What is Functional Strength Training?
Functional strength training is an approach that aims to develop performance in a specific sport, everyday life, or work-related tasks. Such a program consists of movements that closely mimic real-world activities and help trainees build strength, endurance, and power through specific ranges of motion.
A loaded carry like the farmer’s walk is one great movement with an excellent carryover in daily life. The activity strengthens the entire body, improves balance, and develops grip strength, which helps with everyday tasks like carrying groceries.
Functional vs. Regular Strength Training
At first glance, functional and regular strength training appear to be the same because resistance training, in any capacity, carries over to sports and daily life. While there are similarities, the two approaches focus on distinct aspects of fitness, which means you must approach each with the client’s primary goals in mind.
For example, a regular strength training program that aims to build some strength and muscle may include a mix of machine and free-weight movements.
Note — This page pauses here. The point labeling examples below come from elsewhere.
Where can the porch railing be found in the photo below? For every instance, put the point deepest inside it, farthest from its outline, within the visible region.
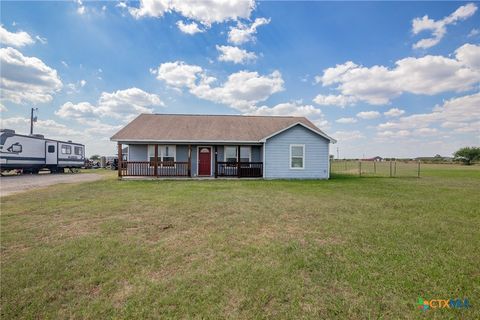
(147, 168)
(240, 169)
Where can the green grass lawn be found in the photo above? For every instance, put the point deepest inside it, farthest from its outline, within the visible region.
(345, 248)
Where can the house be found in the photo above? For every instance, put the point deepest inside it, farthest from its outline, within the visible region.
(377, 159)
(175, 145)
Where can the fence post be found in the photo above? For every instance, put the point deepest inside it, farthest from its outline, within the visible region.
(120, 162)
(155, 161)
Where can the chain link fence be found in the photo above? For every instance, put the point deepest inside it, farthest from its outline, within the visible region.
(394, 168)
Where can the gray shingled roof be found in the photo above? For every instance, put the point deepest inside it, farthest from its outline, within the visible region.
(178, 127)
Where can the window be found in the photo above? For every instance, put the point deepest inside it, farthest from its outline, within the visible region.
(245, 154)
(297, 155)
(66, 149)
(230, 154)
(166, 154)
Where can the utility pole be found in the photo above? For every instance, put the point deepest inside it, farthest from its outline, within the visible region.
(32, 120)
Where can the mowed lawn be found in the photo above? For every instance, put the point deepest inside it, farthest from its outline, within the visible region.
(345, 248)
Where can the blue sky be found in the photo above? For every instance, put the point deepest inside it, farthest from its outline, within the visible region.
(390, 79)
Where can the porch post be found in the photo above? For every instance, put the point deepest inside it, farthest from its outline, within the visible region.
(190, 160)
(216, 162)
(155, 161)
(238, 161)
(120, 156)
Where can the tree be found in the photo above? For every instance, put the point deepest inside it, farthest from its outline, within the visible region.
(468, 154)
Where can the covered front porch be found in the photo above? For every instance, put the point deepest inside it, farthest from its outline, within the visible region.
(191, 161)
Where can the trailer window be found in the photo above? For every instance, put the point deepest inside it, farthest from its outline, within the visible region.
(66, 149)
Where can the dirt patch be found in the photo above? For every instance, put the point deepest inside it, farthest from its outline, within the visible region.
(15, 184)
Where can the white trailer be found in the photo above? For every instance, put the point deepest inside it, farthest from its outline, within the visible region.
(35, 152)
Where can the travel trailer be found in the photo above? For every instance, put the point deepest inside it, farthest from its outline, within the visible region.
(35, 152)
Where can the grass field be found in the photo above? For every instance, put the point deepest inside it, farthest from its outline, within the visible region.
(346, 248)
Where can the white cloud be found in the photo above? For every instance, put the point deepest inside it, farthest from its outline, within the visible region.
(335, 100)
(474, 32)
(235, 55)
(26, 79)
(426, 131)
(243, 33)
(190, 28)
(41, 39)
(242, 90)
(16, 39)
(125, 103)
(121, 104)
(178, 74)
(439, 27)
(347, 135)
(427, 75)
(469, 55)
(82, 110)
(206, 12)
(81, 8)
(292, 109)
(456, 114)
(394, 112)
(346, 120)
(367, 115)
(121, 4)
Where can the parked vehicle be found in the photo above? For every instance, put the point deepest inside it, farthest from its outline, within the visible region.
(35, 152)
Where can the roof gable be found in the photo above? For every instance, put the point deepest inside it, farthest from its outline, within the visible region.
(231, 128)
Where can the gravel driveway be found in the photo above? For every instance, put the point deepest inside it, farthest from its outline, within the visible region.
(15, 184)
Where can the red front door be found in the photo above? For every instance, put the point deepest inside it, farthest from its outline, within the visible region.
(204, 161)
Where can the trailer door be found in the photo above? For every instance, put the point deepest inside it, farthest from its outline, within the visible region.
(51, 153)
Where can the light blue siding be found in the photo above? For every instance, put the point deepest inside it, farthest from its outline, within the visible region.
(277, 156)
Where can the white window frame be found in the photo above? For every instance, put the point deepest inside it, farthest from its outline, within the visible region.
(65, 148)
(303, 157)
(236, 152)
(249, 154)
(225, 152)
(161, 152)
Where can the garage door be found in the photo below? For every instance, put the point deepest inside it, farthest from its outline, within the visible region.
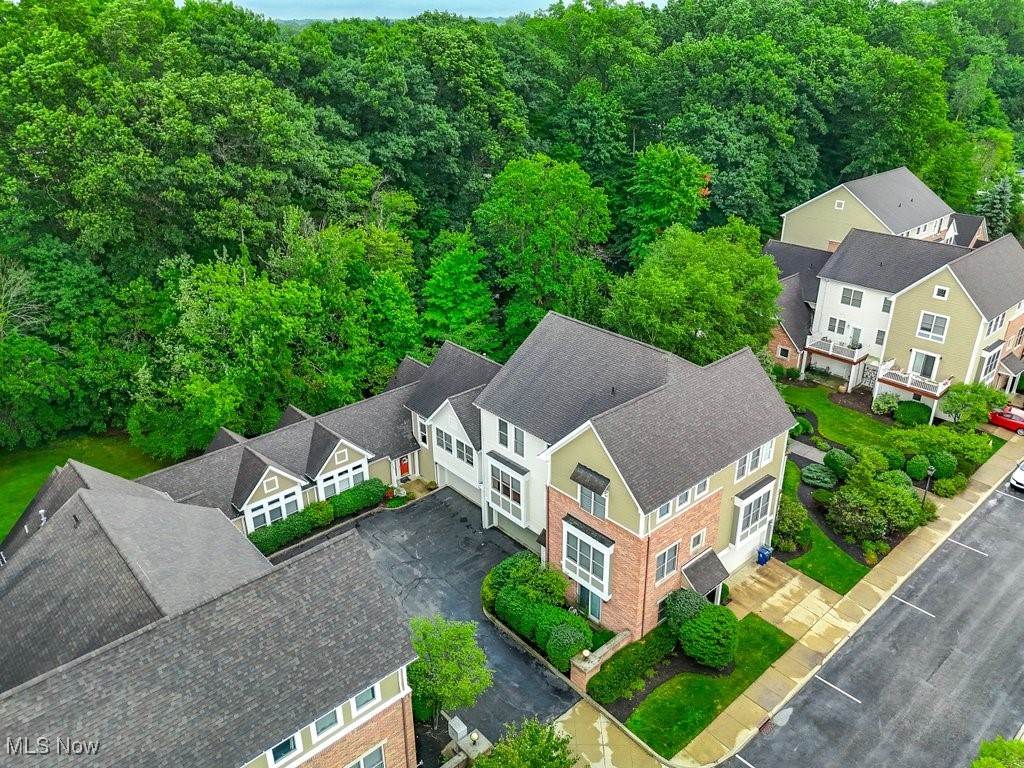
(464, 487)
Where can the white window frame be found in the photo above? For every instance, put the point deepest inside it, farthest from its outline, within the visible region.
(837, 326)
(697, 540)
(752, 462)
(931, 335)
(296, 737)
(662, 563)
(852, 297)
(600, 586)
(502, 500)
(375, 697)
(589, 502)
(762, 522)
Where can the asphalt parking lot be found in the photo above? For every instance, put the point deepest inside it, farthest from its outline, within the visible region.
(937, 669)
(437, 555)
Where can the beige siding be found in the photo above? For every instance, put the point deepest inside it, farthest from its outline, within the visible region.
(956, 353)
(726, 479)
(390, 689)
(284, 483)
(587, 450)
(818, 222)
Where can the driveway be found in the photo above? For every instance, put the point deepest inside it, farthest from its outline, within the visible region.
(437, 555)
(937, 669)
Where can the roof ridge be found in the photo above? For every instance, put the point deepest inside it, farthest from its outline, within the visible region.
(170, 617)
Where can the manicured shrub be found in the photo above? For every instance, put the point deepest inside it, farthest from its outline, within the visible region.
(885, 403)
(681, 606)
(791, 524)
(944, 463)
(840, 462)
(367, 494)
(517, 609)
(565, 641)
(949, 486)
(817, 475)
(911, 413)
(896, 477)
(894, 457)
(916, 467)
(548, 616)
(320, 513)
(853, 513)
(711, 637)
(624, 674)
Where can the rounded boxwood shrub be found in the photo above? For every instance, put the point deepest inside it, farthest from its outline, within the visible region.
(911, 413)
(947, 487)
(840, 462)
(894, 457)
(681, 606)
(711, 637)
(896, 477)
(918, 466)
(565, 641)
(818, 476)
(944, 463)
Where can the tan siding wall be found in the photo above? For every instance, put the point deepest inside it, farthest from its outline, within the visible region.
(284, 483)
(587, 450)
(958, 350)
(818, 222)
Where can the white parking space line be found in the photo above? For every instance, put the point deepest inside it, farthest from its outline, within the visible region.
(961, 544)
(900, 599)
(839, 689)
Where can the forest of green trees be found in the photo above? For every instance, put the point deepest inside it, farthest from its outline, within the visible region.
(204, 217)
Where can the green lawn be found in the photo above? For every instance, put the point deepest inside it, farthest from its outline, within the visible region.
(679, 709)
(835, 422)
(22, 472)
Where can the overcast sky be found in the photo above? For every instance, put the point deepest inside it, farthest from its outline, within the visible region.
(386, 8)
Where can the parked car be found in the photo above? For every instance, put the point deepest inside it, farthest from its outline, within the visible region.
(1009, 418)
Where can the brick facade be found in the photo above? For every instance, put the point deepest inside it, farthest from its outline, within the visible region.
(392, 726)
(780, 339)
(635, 594)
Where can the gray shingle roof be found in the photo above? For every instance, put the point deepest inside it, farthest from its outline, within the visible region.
(993, 274)
(794, 313)
(454, 370)
(800, 260)
(219, 684)
(469, 414)
(223, 438)
(105, 564)
(887, 262)
(691, 426)
(291, 415)
(409, 372)
(566, 372)
(968, 227)
(899, 199)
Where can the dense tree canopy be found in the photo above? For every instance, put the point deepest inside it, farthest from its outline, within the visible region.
(205, 214)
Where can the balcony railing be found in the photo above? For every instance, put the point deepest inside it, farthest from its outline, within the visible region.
(839, 349)
(889, 374)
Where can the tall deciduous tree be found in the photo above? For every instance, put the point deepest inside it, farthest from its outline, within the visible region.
(451, 671)
(700, 296)
(540, 219)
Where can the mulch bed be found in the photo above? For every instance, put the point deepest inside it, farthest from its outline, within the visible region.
(675, 664)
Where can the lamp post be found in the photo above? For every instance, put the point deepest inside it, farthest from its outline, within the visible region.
(928, 484)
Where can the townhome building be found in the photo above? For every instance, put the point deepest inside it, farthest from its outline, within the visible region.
(151, 633)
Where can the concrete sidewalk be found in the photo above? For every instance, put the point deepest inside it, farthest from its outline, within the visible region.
(820, 620)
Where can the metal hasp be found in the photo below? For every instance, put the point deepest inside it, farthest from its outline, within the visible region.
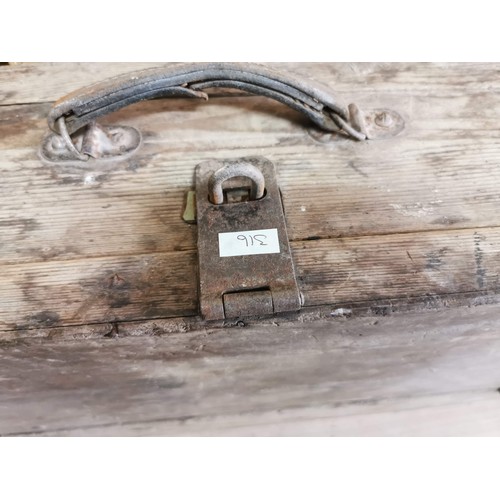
(245, 263)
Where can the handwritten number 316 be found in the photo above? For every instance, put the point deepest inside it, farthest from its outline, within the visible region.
(250, 240)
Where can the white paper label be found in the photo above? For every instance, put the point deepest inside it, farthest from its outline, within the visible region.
(260, 241)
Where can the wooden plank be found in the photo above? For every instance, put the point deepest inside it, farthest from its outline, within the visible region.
(47, 82)
(413, 374)
(417, 182)
(407, 217)
(418, 267)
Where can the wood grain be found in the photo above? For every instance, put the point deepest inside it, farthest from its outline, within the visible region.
(410, 217)
(47, 82)
(413, 374)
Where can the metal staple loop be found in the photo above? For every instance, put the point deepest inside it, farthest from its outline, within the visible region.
(239, 169)
(63, 132)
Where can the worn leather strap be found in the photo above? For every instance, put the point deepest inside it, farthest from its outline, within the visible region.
(180, 80)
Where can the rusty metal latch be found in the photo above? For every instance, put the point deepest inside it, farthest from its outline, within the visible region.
(245, 262)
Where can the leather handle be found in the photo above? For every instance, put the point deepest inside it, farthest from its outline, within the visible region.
(82, 107)
(315, 101)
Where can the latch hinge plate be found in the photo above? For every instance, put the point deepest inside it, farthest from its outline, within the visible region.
(245, 262)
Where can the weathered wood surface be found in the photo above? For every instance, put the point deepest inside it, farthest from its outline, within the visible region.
(412, 216)
(434, 373)
(35, 82)
(99, 333)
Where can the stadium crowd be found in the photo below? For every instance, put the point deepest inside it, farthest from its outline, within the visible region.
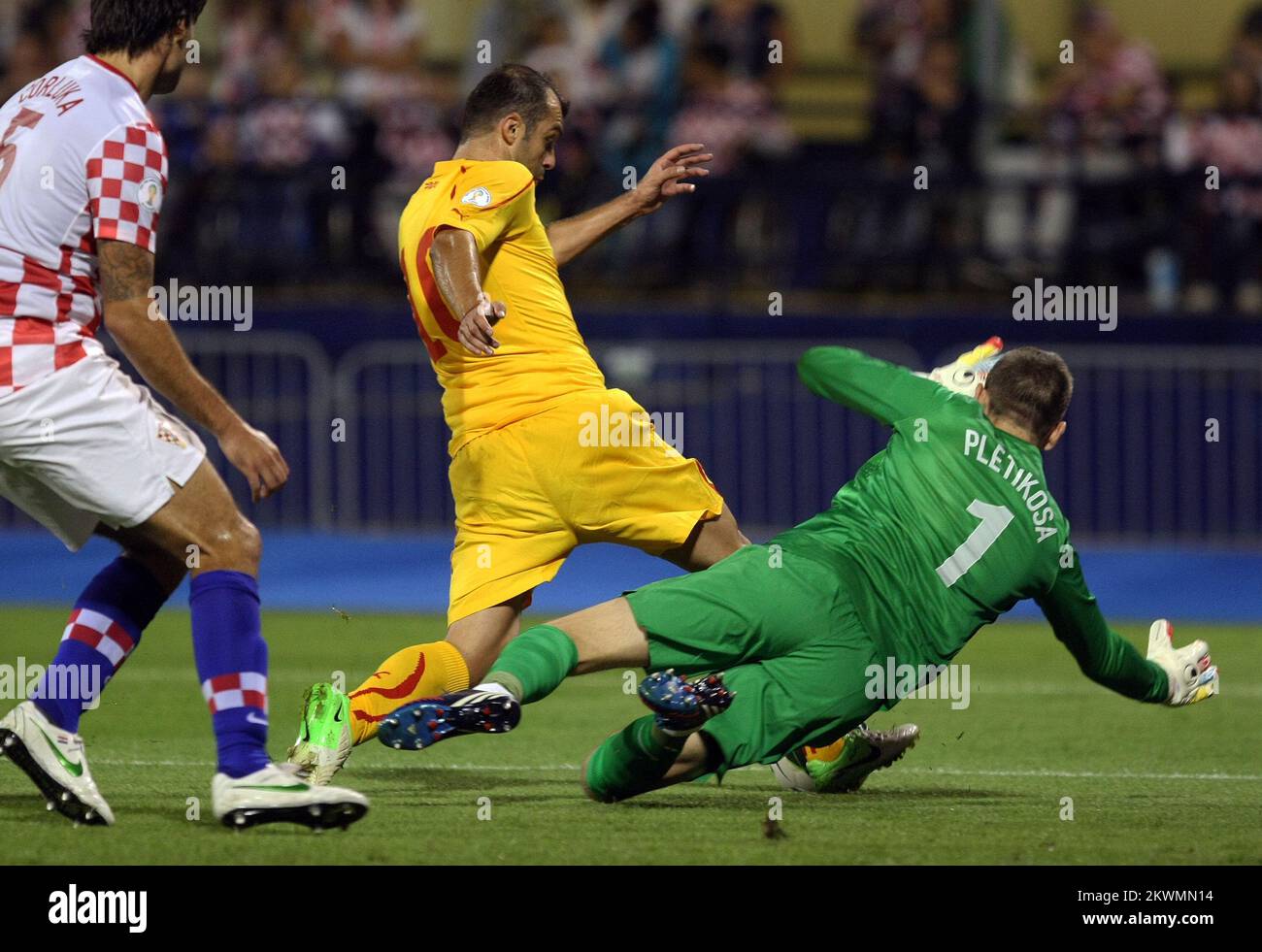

The focus would be less on the carryover in other areas and more on the workout goals.
Powerlifters narrow their focus even more by primarily training to increase their strength in three movement patterns: the squat, bench press, and deadlift.
In contrast, functional training is less about the direct workout outcomes and more about how the assigned movements translate to better performance in other areas.
Because of that, workouts typically include fewer machine and isolation exercises and more unilateral work, free weights, and elements of asymmetrical training.
As with regular resistance training, workouts are tailored to unique needs, but more thought is given to developing secondary characteristics to optimize performance in sports, daily life, and work.
Rules for Programming Functional Training Programs
1. Specificity
The principle of specificity states that the body adapts to the type and magnitude of the imposed physical demands. Put another way, athletes will adapt to the specific activities they do.
In the context of functional training, this means assigning exercises that closely match the movement patterns the person performs in their daily life, at work, or in sports.
For example, a climber would benefit from activities that strengthen the upper back, core, shoulders, biceps, and grip. This means focusing on pulling activities that develop grip strength and endurance: pull-ups, dead hangs, rows, and loaded carries.
2. Overload
As with any form of training, progressive overload is critical. The same is true for functional training, even if the primary goal is to improve performance for other things.
Monitor your client’s performance to ensure they gradually improve in the areas that matter most. For example, let’s say you work with someone with a physically demanding job that requires them to lift heavy objects off the floor and overhead.
In this case, the program can focus on movements like the deadlift and overhead press, emphasizing proper form and bracing for safety and longevity.
3. Focus on Compound Lifts
Exercise selection is part of the ‘specificity’ rule discussed above, but it deserves its point.
Compound movements should make up most of the training plan because they engage multiple muscle groups, improve balance, develop coordination, and have a much better carry-over to real-world activities.
For example, if a client comes to you with the goal of building strength to more easily handle various tasks in their daily life, you can’t go wrong with squats, deadlifts, shoulder presses, and rows.
FAQ
1. How is traditional strength training different from functional training?
Traditional strength training often aims to build general strength and muscle. In contrast, functional workouts train the body to make it better able to handle everyday tasks, perform better at a physically demanding job, or do better in sports.
2. How to measure the success of a functional strength training program?
The best indicator is improved performance in activities related to the client’s life, work, or sport. Other things to measure include doing increasingly challenging workouts and performing complex movements more smoothly and with better body control.